И тут Евгения Осиповича точно осенило.

— Дараган пойдет! — воскликнул он, удивляясь в душе собственной смелости.

Кое-кто вспомнил переплетчика Дарагана. Хотя он был из беднейших таганрогских ремесленников, в списках мещанской управы переплетчик числился «владельцем рукомесла с собственным оборудованием» и поэтому, пожалуй, мог претендовать на избирательный ценз.

— Пожалуй, это — идея, — лениво согласился Араканцев. — А кто с ним поговорит?

— Еще у древних греков был обычай, — усмехнулся Золотарев, — тот, кто на ареопаге внес предложение, тот его осуществляет.

Оптовый торговец гастрономическими товарами Ахиллес Аргиропуло сверкнул глазами-маслинами и с одышкой произнес:

— Я сам — древний грек!.. Не было такого обычая!

— Был!

— Не было, эмаста! Поднялся шум.

— Довольно! — перекрыл все голоса звучный голос Золотарева. — Нас интересует не столько древняя история Эллады, сколько наша, российская, новейшая история. Я предлагаю поручить переговоры с Дараганом именно доктору Возницыну. Переплетчик — его пациент, это тоже немаловажно. А я судебных процессов Дарагана не вел, ему за переплеты платят и без суда!

Все засмеялись. И только Ахиллес Аргиропуло с надменным видом закручивал кверху свои изящные мушкетерские седеющие усы.

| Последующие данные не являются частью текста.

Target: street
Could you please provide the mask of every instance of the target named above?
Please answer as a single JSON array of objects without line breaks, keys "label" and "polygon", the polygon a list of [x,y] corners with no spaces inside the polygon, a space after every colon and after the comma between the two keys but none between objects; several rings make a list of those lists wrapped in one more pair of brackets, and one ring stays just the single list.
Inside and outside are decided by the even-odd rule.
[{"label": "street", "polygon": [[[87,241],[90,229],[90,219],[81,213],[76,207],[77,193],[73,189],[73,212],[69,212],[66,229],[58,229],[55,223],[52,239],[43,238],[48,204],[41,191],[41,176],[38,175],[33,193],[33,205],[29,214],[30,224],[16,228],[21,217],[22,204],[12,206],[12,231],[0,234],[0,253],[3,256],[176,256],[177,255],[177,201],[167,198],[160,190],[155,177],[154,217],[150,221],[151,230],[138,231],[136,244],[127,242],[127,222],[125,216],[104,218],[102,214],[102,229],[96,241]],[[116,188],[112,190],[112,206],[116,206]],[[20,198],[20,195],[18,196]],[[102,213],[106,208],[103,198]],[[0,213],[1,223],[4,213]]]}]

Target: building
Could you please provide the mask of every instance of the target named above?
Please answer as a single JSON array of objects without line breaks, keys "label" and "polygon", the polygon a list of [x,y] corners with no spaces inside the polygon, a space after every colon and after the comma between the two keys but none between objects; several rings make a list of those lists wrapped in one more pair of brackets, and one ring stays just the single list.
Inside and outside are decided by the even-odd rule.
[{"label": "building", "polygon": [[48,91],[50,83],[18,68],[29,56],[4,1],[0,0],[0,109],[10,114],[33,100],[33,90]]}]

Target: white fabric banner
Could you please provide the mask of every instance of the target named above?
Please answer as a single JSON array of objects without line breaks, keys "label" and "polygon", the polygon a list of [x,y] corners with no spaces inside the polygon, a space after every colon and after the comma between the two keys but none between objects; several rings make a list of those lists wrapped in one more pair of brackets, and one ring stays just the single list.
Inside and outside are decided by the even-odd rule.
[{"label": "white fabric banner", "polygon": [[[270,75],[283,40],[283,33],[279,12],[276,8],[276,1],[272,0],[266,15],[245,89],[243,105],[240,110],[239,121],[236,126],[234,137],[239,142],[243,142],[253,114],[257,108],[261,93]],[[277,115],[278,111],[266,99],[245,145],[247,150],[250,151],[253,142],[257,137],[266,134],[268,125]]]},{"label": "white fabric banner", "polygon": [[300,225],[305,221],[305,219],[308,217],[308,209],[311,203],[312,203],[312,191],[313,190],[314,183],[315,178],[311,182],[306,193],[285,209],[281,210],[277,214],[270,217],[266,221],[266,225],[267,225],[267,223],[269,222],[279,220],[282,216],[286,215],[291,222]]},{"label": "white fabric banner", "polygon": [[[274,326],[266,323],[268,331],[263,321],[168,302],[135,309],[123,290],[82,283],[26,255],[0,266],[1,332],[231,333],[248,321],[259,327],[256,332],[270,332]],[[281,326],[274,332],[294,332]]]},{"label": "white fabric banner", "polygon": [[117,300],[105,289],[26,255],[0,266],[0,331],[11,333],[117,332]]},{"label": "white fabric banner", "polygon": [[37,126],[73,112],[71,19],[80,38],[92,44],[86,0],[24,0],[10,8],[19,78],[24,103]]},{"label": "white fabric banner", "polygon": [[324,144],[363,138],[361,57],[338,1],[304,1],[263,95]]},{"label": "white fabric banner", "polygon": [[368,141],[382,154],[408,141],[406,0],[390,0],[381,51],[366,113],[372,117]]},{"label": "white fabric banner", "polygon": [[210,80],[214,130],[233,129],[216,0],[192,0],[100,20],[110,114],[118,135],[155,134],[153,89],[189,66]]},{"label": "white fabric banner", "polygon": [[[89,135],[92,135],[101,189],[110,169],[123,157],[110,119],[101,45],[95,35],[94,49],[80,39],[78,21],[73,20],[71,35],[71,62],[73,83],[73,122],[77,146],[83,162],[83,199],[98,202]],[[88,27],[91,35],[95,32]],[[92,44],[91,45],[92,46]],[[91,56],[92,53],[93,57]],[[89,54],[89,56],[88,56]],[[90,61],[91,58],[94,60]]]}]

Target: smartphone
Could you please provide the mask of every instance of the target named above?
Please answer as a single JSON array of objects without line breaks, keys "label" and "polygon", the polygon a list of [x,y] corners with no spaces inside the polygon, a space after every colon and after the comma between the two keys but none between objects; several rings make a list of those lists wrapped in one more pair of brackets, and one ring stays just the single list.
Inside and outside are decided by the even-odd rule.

…К переплетчику доктор пошел днем, после визитаций. Дараган и вся его семья обедали в кухоньке за некрашеным столом. Обед их заключался в двух таранках и краюхе хлеба. Правда, у Марфы Филипповны хранилась сдача с рубля, но она твердо решила «растянуть» эти деньги на несколько дней. Доктор появился неожиданно, это испугало боязливую Марфу Филипповну, еще больше ее испугало смущение на лице врача.

Дараган, торопившийся отнести к Пимонову переплетенные книги и поскорее получить остальные два рубля, совсем не обрадовался доктору: «Неужели он пришел требовать свой долг?.. Черт его знает, с этими барами всего жди!..»

Евгений Осипович несколько загадочно сказал:

— Мне бы с вами, Петр Кузьмич, поговорить… наедине.

«Так и есть! — тяжело вздохнул Дараган. — За деньгами, черт, пришел».

Однако Дараган вежливо повел доктора в залу, где был приставлен к стене, как для расстрела, шкаф неизвестного назначения. Стульев не было, недавно последний Марфа Филипповна продала старьевщику.

— Надеюсь, манифест семнадцатого октября в свое время вы читали? — спросил доктор, прислонившись к притолоке.

Переплетчик подумал: «Издалека начинает…»

— Как же, читал, — заверил его Дараган, однако, по совести говоря, он хоть и пытался прочесть когда-то расклеенный на улицах листок с манифестом, но не очень уразумел царские посулы.

— Ну и что же? — настойчиво продолжал доктор. — Не думаете же вы остаться в стороне от политической жизни?

— Как можно, — откликнулся переплетчик. — Ни-ни!